We fail to reject the null hypothesis. Dropping these variables is acceptable;
we conclude that they do not affect spending.
2d) Answers depended on the final regression you ended up with. Most people
should have found that only salary and population matter.
2e) Answer depended on your final regression; most people should have gotten a
rise of $929,000, which is fairly reasonable. Most people should have found
that a rise in state aid has no effect on spending, because it was dropped from
the regression.
3a) The mean value of state aid is $2284 per student.
3b) The mean value of spending is $5114 per student. In an average state, the
state pays 2284/5114 = 44.7% of the costs. The highest value is $9159 per
student (in New Jersey), the lowest is $2993 (in Utah). This is an enormous
variation; some states spend more than three times as much educating their
children as others do.
3c) The variables are fairly strongly correlated, positively. States with
higher incomes per capita spend more per student.
4a) Four parameters are significant, three are not. State aid, school age
fraction, salary, and minority affect spending, income per capita and
population do not. This is two more than in the previous regression. It is
surprising that income per capita does not affect spending; one would think
richer states could afford more education spending.

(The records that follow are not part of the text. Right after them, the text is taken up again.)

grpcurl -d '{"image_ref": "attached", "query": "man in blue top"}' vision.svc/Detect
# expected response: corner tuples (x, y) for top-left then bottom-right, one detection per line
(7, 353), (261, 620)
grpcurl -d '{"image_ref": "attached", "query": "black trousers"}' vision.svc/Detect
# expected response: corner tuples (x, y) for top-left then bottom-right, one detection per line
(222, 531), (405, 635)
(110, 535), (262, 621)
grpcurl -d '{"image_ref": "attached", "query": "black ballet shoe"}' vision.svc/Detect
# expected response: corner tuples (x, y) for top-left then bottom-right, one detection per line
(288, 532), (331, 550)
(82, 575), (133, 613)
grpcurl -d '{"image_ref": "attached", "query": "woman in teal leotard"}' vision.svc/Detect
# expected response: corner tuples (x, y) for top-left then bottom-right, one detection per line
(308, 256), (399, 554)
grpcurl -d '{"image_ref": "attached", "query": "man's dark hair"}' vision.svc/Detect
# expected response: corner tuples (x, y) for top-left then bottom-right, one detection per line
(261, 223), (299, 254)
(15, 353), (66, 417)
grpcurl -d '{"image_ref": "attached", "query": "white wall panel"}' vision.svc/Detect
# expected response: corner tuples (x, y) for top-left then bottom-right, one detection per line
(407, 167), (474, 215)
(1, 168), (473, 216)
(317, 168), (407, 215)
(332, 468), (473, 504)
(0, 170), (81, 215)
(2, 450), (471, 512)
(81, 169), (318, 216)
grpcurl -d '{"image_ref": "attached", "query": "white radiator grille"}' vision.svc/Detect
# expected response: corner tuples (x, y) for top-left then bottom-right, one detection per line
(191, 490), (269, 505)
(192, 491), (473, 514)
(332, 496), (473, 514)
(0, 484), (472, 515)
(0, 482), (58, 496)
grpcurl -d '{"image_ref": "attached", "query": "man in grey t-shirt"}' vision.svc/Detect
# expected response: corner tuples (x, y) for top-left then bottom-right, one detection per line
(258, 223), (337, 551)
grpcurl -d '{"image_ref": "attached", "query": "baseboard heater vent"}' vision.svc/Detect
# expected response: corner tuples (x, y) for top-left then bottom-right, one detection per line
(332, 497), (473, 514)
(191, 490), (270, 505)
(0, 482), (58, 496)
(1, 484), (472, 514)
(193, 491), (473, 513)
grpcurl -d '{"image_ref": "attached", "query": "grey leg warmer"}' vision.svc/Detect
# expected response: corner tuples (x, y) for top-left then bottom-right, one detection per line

4b) The correlation is 0.82. They are probably correlated because in a high
income area, you need to pay teachers more to get them to take teaching jobs.
Cost of living may be higher in those areas also, requiring higher teacher
salaries. Because incomepc and salary are highly correlated, we cannot include
both in this regression. By dropping incomepc we attribute all income effects
to teacher salaries.
4c) The test statistic is 2.12 against a critical value of 2.02. We reject this
null hypothesis, albeit not by much. Increases in state aid do increase total
spending.
4d) The test statistic is (0.289-1)/0.136 = -5.228. We reject this null
hypothesis also. A $1 increase in state aid increases total spending by less
than $1.
4e) The 95% confidence interval is 0.289 +/- 2.02*0.136 = [0.014, 0.564]. A 10
cent increase is a reasonable belief; a 75 cent increase is not reasonable.
4f) Predict a rise of $100*0.289 = $28.90. Local taxes must be reduced by
$71.10 in that case.
5. Answers to this problem varied depending on what regression you ended up
with. Most people should have ended up keeping stateaidps, schoolage, salary,
and minority. States with many schoolchildren have lower education spending per
student, either because large classes are cheaper or because states with many
children can’t be as generous with each one. Salary matters because if you have
to pay teachers more, education costs more. It is not clear why minority
matters, but several explanations are possible. It is probably not due to lower
income for minorities, because incomepc dropped out of the equation. It may
have something to do with poor inner city schools, or with a lower willingness
to pay for education in states with large minority populations. Your essay
should have concluded that local governments do reduce their own taxes when
they get state aid, by about 70 cents for each dollar of state aid. State aid
helps but only at about 30 cents on the dollar because of this substitution.